Last week, the farm safety conference was on in Carlow and the same week Senator Paul Daly launched a new bill looking for a Farm Safety programme. All farm safety needs to be pulled together. I was disillusioned after the conference because one person can control the way money is spent and can tell mistruths about work done by others. What I am referring to here is the Swedish model of farm safety, a mentoring programme which was called “safe farm common sense” has been successful, in that, it has reduced farm deaths by 45% in the first five years and in the last year, deaths dropped to zero. When I proposed to run a programme like this here in Ireland, I was told that the Swedish model did not include the under 16s or the over 65s in the evaluation. But, last week, Peter Lundquist said that he included everyone from zero to infinity in the evaluation. Yet our so-called experts were able to tell government officials that Lundquist did not include all age groups. So, who really cares about us Farmers? Talk is cheap.
Last week, I was requested to talk to farmers in the spinal injuries' unit of the rehab in Dun Laoghaire. This talk was open to all farmers in the hospital. About thirty people turned up on the day. As I approached the hospital, I got butterflies in my stomach. This was my first time back in the NRH since my accident nine years ago. Walking back up the ramp, memories came flooding back, then inside the door the smell of the hospital. At the reception, I asked for the person that was in charge, “Are you here for the farmers talk it’s down in the day room”, I was asked, so I walked to the elevator, hit the button for downstairs, and then it struck me that I did not remember where the dayroom was. Once out of the lift, I planned to ask for directions but as it happened, I met another farmer going down in the lift, so, I was ok and just followed him.
What a strange place, I thought as I stood there talking, just outside the lift in the hallway. I saw another person who had lost both legs go by in a wheelchair, he was not a farmer, but I had met him before in Portiuncula Hospital when I was in with my own infection in the good leg. He was in the bed next to me on that occasion, this was around the end of last September. At that stage, he had only lost one leg due to blood infection. Just after Christmas, I was back in the hospital and he was back in with the second leg amputated. Both were above the knee, and this will be very hard for him to get back up walking again.
As I walked down the hall, I started to remember the place, on my right was the canteen and next to it was the coffee shop. Across the hall was a big glass window looking out into a courtyard, I never walked around it. The room for the talk was straight ahead, to the right of the room was the ramp down to the prosthetic department.

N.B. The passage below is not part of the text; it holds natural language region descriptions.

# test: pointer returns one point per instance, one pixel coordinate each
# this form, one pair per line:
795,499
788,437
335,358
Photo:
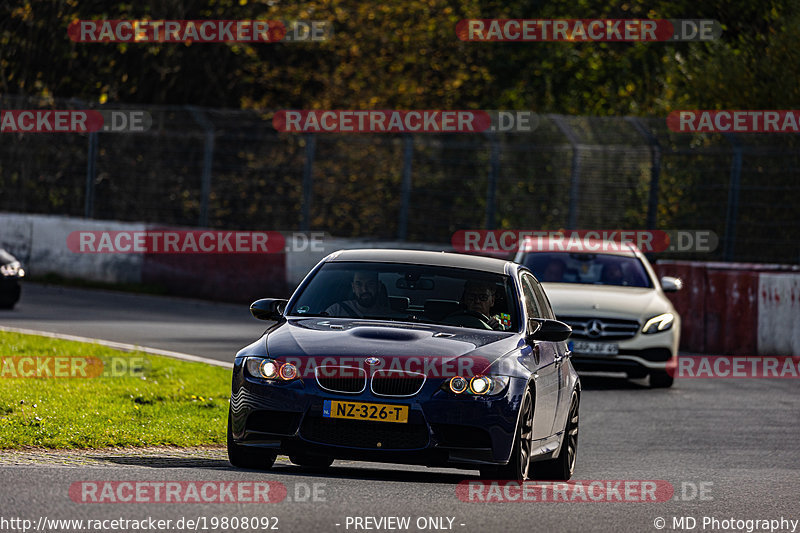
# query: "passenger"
368,302
554,272
612,275
479,297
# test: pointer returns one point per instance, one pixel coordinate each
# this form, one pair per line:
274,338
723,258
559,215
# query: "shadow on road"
167,462
604,382
340,470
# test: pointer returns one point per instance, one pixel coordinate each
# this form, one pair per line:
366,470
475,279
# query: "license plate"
594,348
377,412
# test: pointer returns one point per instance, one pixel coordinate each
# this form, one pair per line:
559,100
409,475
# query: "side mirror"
548,330
268,308
670,284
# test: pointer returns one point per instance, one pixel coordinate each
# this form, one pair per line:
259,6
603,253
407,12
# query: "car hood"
637,303
322,337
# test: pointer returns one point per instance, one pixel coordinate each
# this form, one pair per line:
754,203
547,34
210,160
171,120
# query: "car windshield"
588,268
411,293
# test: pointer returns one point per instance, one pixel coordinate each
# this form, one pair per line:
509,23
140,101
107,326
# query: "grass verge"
141,400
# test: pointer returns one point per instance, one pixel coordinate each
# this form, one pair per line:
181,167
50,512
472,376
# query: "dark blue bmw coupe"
409,357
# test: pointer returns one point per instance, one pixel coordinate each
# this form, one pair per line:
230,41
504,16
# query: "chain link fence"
230,169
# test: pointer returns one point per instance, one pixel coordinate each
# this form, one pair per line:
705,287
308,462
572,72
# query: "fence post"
405,192
491,186
208,158
91,173
732,213
655,169
574,191
308,169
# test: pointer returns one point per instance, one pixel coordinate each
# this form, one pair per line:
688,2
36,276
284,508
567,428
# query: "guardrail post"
575,178
655,169
208,158
732,213
308,170
405,192
491,186
91,174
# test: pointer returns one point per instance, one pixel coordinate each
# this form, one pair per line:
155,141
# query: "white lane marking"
120,346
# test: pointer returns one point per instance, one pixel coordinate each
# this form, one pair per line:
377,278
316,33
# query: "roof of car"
421,257
586,246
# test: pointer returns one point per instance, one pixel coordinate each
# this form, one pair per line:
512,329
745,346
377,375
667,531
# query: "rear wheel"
563,466
660,380
519,464
248,457
311,461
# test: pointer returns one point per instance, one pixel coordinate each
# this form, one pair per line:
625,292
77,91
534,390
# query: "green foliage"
406,55
164,402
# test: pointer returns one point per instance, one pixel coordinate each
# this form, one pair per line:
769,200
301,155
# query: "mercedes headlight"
659,323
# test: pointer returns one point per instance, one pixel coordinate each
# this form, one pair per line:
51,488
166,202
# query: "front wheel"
247,457
562,467
519,464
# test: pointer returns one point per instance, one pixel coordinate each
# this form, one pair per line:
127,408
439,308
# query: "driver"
367,302
479,297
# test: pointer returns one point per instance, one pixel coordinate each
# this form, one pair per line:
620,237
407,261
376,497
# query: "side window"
544,303
531,304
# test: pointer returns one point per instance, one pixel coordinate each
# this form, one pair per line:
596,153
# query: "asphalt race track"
737,439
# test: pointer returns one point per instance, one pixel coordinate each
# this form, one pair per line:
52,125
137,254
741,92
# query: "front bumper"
637,356
442,430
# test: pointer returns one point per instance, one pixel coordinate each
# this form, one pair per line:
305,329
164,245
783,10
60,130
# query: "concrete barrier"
779,314
40,242
737,308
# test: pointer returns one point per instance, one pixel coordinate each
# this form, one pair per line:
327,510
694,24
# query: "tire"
247,457
660,380
519,465
311,461
562,467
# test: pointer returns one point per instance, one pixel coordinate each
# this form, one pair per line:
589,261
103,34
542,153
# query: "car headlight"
13,269
659,323
270,370
477,385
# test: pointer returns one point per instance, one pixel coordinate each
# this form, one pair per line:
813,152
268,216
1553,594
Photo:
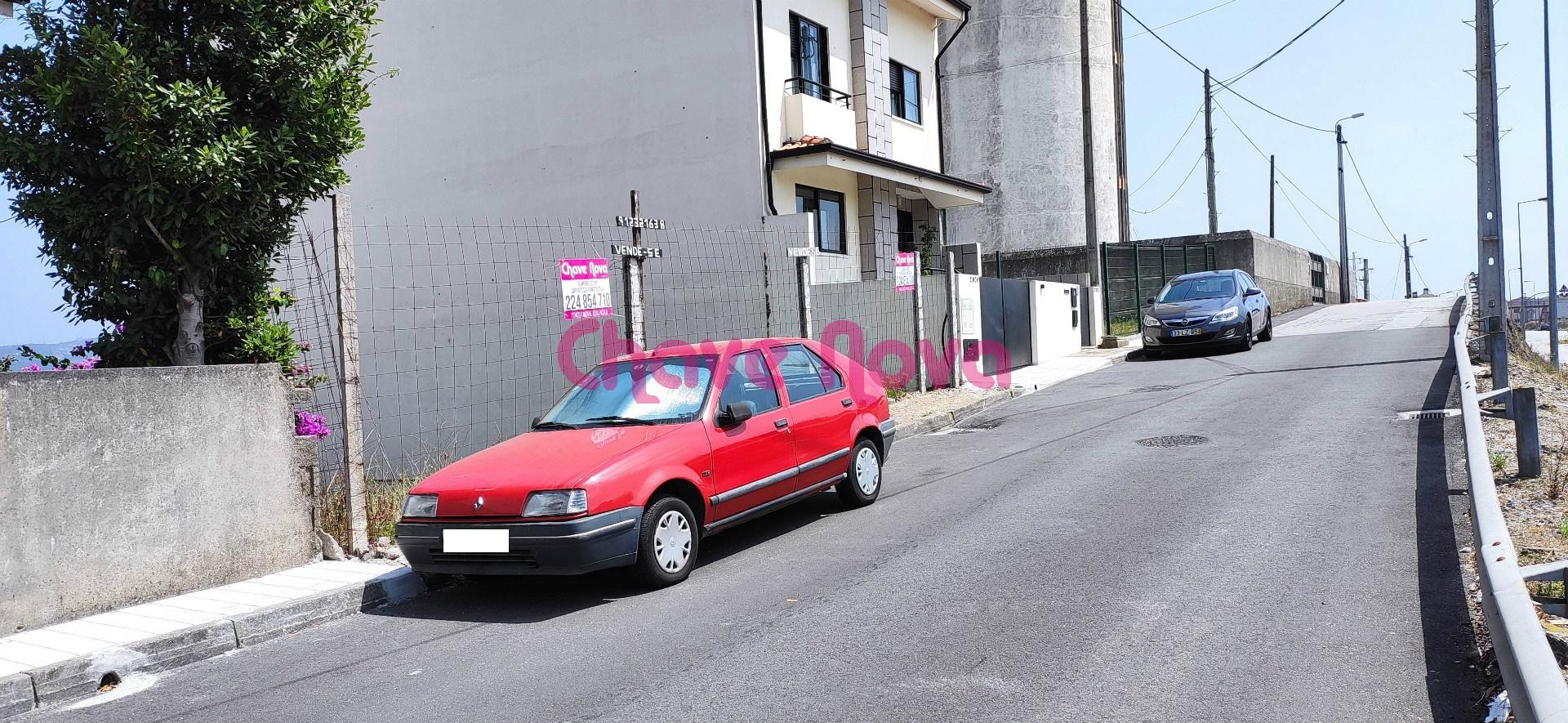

As I entered the room, I met some of the farmers who were aged between twenty-three to seventy-five years of age. I was greeted with a big smile from one of the farmers. He was a young farmer, I was trying to think who he was, should I know him? So, he tells me that we met in Mount Bellew Agricultural College a few years ago. He is now wheelchair bound. What happened him? Last year driving home he fell asleep behind the wheel of a car and hit the only rock on the side of the road. The car crash broke his back and he will never walk again. What about farming?